Model-as-a-Service#

This page provides an overview of creating, customizing, and prototyping machine learning (ML) models as part of Squirro’s Model-as-a-Service (MaaS).

Overview#

Model-as-a-Service (MaaS) allows Squirro customers to import custom ML models and speed up the prototyping phase for ML projects in Squirro.

Installation#

To use Maas, you must install the required packages from the Squirro mirror on your target Squirro server as follows:

yum install squirro-miniforge
yum install squirro-python38-mlflow

Prerequisites#

Before uploading a model, you must first create one.

For more information on MLFlow Models, see the official MLFlow Model site or an Example MLFlow Model.

Note: As an alternative to MaaS, you can create no-code models using the Squirro AI Studio. For a complete tutorial, see AI Studio.

Creating an MLFlow Model#

You can create an MLFlow Model in one of two ways:

  • train a MLFlow model on your local machine or on your exploration server

  • wrap an existing (pre-trained) model into the structure of a MLFlow Model and run it locally

Either way, MLFlow stores the (trained) model in the MLFlow base folder (mlruns/0/) with a unique hash (<HASH>) after executing the run-command.

The simplest structure of the MLFlow Model is as follows:

├── artifacts
│   └── model
│       ├── conda.yaml
│       ├── MLmodel
│       ├── python_model.pkl
│       └── requirements.txt
└── meta.yaml

MLFlow documentation#

See the (external) links below for information on creating MLFlow models.

Data Structure#

To use the MLFlow Model later in the context of a Squirro ML Workflow you need to stick to a specific data structure:

  • the input must be a pandas dataframe with an id and named feature fields as columns.

  • the output must be a pandas dataframe with an id and result fields as columns.

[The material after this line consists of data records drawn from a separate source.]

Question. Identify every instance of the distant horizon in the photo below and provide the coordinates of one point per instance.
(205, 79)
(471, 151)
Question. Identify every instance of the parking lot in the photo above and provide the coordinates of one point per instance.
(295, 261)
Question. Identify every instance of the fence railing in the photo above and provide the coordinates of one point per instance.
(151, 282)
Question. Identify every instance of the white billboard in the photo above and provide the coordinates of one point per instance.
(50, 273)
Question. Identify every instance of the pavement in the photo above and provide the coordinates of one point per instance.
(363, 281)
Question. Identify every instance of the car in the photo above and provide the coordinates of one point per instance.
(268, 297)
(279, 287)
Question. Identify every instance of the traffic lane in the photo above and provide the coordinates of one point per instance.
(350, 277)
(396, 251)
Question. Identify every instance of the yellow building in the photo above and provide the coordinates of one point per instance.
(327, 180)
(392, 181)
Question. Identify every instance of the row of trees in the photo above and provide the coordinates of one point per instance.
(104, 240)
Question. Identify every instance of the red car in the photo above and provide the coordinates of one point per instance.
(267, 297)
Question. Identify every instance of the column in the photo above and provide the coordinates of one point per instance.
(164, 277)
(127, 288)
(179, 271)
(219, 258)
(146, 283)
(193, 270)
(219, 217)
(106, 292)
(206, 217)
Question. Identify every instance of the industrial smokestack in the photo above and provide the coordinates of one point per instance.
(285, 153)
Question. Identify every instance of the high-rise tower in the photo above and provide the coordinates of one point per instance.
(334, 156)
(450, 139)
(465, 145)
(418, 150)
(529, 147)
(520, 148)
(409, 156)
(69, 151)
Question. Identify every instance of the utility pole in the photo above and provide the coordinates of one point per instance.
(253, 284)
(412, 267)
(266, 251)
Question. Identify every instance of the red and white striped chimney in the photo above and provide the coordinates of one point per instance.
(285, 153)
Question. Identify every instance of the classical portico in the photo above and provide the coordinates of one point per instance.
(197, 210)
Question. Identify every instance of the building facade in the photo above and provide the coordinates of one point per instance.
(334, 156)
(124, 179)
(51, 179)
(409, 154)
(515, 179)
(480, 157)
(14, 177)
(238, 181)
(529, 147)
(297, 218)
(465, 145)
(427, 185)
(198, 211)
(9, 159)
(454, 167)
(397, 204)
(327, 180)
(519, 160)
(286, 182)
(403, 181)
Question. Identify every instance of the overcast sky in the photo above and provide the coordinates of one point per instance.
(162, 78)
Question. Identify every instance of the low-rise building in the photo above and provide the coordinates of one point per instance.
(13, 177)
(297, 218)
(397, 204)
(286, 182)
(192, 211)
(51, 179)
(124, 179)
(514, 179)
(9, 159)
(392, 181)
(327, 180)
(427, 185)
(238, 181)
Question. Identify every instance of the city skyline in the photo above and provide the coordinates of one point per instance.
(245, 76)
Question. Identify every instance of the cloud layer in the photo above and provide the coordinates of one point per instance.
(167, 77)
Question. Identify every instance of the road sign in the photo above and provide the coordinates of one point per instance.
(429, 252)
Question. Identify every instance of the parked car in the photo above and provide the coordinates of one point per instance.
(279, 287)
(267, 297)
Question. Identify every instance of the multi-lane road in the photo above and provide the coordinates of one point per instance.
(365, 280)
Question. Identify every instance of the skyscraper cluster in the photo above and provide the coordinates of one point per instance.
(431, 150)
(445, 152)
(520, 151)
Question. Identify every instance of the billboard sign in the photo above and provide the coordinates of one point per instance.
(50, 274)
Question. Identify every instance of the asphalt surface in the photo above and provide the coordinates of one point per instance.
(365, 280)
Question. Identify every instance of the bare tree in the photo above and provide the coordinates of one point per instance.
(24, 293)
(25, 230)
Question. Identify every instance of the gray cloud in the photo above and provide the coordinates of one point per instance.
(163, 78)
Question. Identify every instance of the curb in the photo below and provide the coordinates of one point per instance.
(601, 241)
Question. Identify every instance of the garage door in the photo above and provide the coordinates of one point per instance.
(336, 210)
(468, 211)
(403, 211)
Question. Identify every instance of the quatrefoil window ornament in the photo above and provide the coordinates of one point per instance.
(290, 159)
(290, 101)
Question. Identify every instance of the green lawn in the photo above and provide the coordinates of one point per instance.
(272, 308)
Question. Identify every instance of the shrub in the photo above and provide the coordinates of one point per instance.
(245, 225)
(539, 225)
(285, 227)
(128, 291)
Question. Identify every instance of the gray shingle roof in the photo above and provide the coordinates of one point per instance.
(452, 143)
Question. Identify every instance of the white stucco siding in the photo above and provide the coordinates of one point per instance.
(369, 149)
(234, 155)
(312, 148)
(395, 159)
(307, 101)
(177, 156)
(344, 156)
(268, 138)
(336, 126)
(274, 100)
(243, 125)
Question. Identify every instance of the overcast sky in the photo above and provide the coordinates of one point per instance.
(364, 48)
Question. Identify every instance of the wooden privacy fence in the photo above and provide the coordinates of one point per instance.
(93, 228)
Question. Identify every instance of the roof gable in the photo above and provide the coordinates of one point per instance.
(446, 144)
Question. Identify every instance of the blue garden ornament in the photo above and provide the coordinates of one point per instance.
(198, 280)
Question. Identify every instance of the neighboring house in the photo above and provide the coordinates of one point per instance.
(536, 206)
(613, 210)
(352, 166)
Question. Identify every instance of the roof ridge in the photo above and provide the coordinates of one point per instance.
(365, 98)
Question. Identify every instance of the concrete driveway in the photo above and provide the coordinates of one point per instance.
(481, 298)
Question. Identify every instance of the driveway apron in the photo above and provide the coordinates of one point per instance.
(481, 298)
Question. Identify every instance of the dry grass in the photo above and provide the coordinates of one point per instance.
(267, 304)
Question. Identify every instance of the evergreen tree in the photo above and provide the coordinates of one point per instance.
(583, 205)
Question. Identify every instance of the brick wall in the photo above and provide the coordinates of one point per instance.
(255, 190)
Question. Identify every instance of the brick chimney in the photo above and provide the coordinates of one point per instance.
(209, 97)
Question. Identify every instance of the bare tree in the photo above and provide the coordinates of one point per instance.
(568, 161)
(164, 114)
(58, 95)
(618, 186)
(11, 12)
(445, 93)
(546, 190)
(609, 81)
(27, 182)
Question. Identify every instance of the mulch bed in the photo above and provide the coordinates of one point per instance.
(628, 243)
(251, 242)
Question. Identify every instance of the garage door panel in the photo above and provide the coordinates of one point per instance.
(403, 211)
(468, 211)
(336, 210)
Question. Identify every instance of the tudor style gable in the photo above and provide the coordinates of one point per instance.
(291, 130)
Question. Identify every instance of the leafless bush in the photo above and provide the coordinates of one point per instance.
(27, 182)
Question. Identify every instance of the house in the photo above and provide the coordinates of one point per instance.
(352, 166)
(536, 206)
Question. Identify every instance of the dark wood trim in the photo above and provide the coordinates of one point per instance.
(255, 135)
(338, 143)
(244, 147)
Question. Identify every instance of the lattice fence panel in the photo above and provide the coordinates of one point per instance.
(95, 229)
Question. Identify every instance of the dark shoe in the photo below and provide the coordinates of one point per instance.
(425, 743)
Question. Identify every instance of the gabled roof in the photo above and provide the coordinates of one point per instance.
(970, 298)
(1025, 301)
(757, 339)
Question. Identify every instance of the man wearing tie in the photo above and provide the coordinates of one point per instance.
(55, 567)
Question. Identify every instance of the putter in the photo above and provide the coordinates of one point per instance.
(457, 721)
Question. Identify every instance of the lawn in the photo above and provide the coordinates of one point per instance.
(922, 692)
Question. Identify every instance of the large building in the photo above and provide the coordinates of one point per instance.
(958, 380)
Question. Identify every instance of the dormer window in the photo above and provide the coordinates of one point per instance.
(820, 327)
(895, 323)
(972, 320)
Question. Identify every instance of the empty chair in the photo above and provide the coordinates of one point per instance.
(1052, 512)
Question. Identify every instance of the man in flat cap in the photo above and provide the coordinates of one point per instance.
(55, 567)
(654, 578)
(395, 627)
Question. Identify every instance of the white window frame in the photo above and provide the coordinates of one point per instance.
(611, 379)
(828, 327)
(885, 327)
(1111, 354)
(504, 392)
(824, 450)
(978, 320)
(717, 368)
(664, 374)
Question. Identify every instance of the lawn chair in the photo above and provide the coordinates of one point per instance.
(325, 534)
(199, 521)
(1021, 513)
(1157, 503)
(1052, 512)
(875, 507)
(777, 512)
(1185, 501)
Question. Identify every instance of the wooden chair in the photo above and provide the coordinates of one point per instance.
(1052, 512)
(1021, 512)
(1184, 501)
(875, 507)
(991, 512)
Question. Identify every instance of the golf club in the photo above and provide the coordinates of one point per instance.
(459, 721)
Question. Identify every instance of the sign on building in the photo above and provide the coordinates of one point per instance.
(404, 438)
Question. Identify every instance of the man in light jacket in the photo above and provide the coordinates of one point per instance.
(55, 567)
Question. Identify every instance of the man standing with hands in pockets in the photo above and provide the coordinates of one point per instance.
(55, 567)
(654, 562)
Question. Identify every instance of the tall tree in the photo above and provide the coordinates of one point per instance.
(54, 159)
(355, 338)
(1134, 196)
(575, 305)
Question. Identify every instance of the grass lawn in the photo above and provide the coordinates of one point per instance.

For more information about pandas, see the official pandas website.

Example:

  • input DataFrame

        id                         text
    0  id0  this is a example sentence.
    1  id1                 hello world.
    2  id2             random sentence.
    3  id3               test sentence.
    
  • output DataFrame

        id   class
    0  id0  class1
    1  id1  class0
    2  id2  class0
    3  id3  class1
    

Uploading a Model#

There are two ways to upload a MLFlow Model to Squirro:

  • Via squirro_asset CLI Reference (large models >500MB (exact number is under revision) can cause nginx issues → then use scp):

    • go into the MLFlow base folder

    • send the (trained) model via squirro_asset

      squirro_asset -vvv mlflow_models upload -t $TOKEN -c $CLUSTER -f mlruns/0/<HASH>/
      
  • Via scp:

    • go into the MLFlow base folder

    • verify that the destination directory exists (on the Squirro server)

      <BASE_DIR>=/var/lib/squirro/topic/assets/mlflow_models # default path
      mkdir -p <BASE_DIR>/mlruns/0
      
    • compress the directory with the (trained) model (wherever you have trained your model)

      cd mlruns/0/ && tar -czvf trained_model.tar.gz <HASH>/
      
    • send it to the MLFlow base folder on the Squirro server

      scp trained_model.zip <SQUIRRO_SERVER_URL>:/tmp/
      
    • ssh into the Squirro server and unzip the sent file

      cd <BASE_DIR>/mlruns/0 &&
      mv /tmp/trained_model.tar.gz <BASE_DIR>/mlruns/0/  #create the dirs if not existing
      tar -xzvf trained_model.tar.gz
      
    • adjust artifact_uri in the meta.yaml with the new path of the MLFlow Model (file:///<BASE_DIR>/mlruns/0/<HASH>/artifacts)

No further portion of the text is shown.